1.2 KiB
1.2 KiB
FP-Growth Algorithm
FP-Growth (Frequent Pattern Growth) is a faster and more efficient algorithm than Apriori.
Why is it better?
- Apriori scans the database many times (once for size 1, once for size 2, etc.). This is slow.
- FP-Growth scans the database only twice.
- First scan: Count frequencies.
- Second scan: Build the FP-Tree.
The FP-Tree
An FP-Tree (Frequent Pattern Tree) is a compressed tree structure that stores all the transaction information.
- More frequent items are near the root (top).
- Less frequent items are leaves (bottom).
Steps
- Count Frequencies: Find support for all items. Drop infrequent ones.
- Sort: Sort items in each transaction by frequency (Highest to Lowest).
- Build Tree: Insert transactions into the tree. Shared items share the same path.
- Mine Tree:
- Start from the bottom (least frequent item).

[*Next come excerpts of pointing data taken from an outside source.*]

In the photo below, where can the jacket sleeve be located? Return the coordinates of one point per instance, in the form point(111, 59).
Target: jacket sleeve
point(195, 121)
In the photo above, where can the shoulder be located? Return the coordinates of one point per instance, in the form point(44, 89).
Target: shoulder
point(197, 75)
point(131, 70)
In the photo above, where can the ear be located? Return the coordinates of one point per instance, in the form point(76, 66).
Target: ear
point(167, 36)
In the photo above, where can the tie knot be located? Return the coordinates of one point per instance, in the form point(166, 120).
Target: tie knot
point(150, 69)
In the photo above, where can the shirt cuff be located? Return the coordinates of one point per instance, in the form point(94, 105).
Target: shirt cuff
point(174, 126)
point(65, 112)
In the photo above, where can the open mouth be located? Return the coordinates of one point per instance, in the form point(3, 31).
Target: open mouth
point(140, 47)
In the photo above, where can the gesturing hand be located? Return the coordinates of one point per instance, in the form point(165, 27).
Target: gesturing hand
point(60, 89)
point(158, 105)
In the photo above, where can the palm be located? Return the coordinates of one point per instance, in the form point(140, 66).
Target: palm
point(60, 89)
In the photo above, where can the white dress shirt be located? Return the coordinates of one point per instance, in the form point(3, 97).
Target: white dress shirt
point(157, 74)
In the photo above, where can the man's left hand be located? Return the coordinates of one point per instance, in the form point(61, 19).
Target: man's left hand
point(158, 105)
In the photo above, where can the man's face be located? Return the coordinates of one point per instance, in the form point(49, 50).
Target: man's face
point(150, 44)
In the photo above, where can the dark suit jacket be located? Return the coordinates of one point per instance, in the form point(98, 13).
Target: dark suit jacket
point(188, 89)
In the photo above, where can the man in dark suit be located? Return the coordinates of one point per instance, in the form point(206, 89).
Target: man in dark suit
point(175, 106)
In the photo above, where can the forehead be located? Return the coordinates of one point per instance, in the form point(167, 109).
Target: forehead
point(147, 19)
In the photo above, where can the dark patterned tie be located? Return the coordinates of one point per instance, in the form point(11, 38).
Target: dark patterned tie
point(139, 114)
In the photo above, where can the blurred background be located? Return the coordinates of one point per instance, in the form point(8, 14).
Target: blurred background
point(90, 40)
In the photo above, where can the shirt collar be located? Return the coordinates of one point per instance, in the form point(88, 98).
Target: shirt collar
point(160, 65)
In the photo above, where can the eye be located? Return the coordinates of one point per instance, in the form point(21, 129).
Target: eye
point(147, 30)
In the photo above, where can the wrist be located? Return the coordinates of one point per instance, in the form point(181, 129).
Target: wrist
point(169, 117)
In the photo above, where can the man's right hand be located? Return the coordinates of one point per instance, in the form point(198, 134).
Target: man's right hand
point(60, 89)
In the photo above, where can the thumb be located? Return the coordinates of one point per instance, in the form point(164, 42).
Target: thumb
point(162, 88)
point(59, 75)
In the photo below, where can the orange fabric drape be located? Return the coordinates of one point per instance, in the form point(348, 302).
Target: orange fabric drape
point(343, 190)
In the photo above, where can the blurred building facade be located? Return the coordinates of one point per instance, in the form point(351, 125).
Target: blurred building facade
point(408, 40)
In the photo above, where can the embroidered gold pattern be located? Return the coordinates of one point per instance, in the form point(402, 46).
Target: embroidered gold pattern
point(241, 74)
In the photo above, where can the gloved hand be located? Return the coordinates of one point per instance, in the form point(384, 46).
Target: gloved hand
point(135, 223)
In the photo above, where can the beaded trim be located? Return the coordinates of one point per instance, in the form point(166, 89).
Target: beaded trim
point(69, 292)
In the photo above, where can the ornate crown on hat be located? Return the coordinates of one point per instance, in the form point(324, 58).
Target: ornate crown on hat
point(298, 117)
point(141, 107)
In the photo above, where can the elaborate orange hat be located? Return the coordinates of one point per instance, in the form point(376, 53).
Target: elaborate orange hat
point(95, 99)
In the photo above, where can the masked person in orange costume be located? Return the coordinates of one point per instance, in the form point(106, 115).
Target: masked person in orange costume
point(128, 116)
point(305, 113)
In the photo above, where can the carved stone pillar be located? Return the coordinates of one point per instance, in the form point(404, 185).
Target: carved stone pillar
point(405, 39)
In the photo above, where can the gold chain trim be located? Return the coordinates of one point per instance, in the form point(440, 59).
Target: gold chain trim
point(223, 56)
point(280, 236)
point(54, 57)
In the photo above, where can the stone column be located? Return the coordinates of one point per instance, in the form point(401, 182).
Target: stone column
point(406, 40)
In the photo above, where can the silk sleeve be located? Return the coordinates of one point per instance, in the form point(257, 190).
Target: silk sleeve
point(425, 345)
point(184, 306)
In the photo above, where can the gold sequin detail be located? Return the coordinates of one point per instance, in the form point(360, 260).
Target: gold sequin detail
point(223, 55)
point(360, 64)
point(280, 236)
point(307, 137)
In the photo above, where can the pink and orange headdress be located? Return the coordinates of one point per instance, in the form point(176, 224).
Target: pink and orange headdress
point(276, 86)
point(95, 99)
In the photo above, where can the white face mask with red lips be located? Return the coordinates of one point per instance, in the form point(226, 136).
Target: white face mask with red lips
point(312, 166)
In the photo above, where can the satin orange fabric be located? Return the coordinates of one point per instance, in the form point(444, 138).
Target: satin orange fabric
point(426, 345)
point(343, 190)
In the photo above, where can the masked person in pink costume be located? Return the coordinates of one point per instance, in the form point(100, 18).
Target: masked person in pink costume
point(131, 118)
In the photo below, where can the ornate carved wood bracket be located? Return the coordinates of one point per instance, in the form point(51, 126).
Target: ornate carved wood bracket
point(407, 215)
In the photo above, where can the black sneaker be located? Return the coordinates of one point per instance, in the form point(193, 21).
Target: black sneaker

- Build a "Conditional Pattern Base" (all paths leading to that item).
- Construct a "Conditional FP-Tree".
- Recursively find frequent patterns.
Divide and Conquer
FP-Growth uses a Divide and Conquer strategy. It breaks the problem into smaller sub-problems (conditional trees) rather than generating millions of candidate sets like Apriori.